Re: Solving for X with sin²
Quote:
Originally Posted by
acwilson96
So I missed a week of school and the holidays started and to catch up I have been given some work and I was struggling to complete this as I haven't had any tuition on how to:
sin²X=0.25
Its been bugging me and I don't know what to do to get rid of the sin². Had it just been sin I would have 'inverse sined' a quarter
Surely you realize that $\displaystyle \sin(x)=\pm 0.5~?$
Re: Solving for X with sin²
No sorry i didnt, im doing higher maths(SQA) and im not sure that is in the syllabus or perhaps i just missed it. But what steps do I do to get rid of sin²?
Re: Solving for X with sin²
Quote:
Originally Posted by
acwilson96
No sorry i didnt, im doing higher maths(SQA) and im not sure that is in the syllabus or perhaps i just missed it.

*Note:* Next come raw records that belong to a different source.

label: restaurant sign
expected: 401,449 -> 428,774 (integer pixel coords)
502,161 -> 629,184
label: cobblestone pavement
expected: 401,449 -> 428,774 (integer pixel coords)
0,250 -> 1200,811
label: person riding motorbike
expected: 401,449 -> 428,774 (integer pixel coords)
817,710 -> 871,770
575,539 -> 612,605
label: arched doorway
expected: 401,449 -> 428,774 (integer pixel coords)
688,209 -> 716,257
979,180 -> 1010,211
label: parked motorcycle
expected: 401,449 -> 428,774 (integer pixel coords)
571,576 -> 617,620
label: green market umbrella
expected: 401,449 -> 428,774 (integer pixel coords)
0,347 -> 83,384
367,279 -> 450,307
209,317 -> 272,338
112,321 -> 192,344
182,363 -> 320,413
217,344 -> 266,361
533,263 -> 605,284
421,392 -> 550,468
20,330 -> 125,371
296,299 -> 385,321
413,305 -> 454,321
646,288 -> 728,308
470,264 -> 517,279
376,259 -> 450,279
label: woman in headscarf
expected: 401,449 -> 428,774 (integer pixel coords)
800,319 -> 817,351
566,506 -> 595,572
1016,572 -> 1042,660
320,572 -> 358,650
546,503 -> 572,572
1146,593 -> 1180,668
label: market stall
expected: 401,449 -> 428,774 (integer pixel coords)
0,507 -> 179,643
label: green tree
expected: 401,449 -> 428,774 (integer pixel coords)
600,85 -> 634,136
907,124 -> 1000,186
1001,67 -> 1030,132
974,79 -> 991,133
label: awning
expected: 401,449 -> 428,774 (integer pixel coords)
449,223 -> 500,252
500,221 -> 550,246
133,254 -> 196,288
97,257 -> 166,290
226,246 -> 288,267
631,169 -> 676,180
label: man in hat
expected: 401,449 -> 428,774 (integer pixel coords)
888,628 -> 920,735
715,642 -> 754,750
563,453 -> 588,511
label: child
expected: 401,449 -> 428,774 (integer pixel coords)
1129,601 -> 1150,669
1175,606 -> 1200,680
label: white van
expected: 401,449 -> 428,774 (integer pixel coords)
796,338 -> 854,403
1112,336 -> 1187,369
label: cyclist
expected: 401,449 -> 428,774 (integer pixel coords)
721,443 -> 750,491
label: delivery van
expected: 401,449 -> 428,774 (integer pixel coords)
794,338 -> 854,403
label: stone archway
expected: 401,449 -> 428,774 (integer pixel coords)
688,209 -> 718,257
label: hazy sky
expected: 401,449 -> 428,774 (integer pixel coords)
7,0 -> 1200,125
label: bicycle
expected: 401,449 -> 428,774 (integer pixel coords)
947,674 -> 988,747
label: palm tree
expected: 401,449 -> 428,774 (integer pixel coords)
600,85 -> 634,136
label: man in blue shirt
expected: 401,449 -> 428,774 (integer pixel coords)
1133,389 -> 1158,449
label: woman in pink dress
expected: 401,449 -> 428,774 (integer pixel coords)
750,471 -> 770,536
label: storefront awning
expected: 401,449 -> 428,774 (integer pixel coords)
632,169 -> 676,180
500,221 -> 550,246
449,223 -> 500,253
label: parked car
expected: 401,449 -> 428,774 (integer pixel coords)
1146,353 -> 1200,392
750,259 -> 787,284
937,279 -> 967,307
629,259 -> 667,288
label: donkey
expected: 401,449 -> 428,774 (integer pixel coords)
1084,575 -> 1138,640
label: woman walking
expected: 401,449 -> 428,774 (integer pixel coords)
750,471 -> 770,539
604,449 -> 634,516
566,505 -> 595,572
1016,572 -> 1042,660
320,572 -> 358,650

But what steps do I do to get rid of sin²?
If $\displaystyle u^2=0.25$ then $\displaystyle u=\pm 0.5~.$
Re: Solving for X with sin²
oh right yes, i understand that but i thought if you square root then it would be sin(root x )= 0.25
Re: Solving for X with sin²
Quote:
Originally Posted by
acwilson96
oh right yes, i understand that but i thought if you square root then it would be sin(root x )= 0.25
Well $\displaystyle \sin^2(x)=[\sin(x)]^2$.

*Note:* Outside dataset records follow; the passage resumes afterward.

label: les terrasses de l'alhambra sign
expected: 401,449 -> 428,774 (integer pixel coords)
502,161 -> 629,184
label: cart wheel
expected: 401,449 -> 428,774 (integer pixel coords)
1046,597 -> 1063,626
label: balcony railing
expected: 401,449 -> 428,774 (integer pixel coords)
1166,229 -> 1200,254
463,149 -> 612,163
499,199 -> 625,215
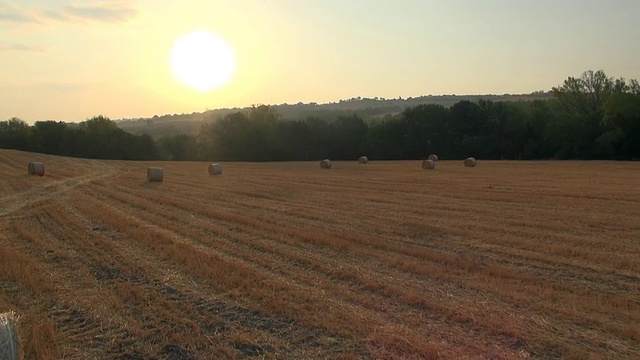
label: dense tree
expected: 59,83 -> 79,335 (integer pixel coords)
0,117 -> 33,150
0,71 -> 640,161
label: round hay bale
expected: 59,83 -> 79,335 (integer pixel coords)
209,164 -> 222,176
464,157 -> 477,167
422,160 -> 436,170
27,161 -> 44,176
0,312 -> 18,360
147,167 -> 164,182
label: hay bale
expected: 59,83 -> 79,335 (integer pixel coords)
422,159 -> 436,170
147,167 -> 164,182
464,157 -> 477,167
0,312 -> 18,360
209,164 -> 222,176
27,161 -> 44,176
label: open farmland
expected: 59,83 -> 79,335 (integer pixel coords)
0,150 -> 640,359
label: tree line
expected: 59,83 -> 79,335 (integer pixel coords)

Is the question really $\displaystyle \sin(\sqrt{x})=0.25~?$.
Which is it?
Re: Solving for X with sin²
Ok i guess its just a rule you need to know that sin²x=(sinx)²
Il keep that in mind. So the answer would inverse sin of 1/2
Re: Solving for X with sin²
Quote:
Originally Posted by
acwilson96
Ok i guess its just a rule you need to know that sin²x=(sinx)²
Il keep that in mind. So the answer would inverse sin of 1/2
$\displaystyle x=\pm\arcsin(0.5)$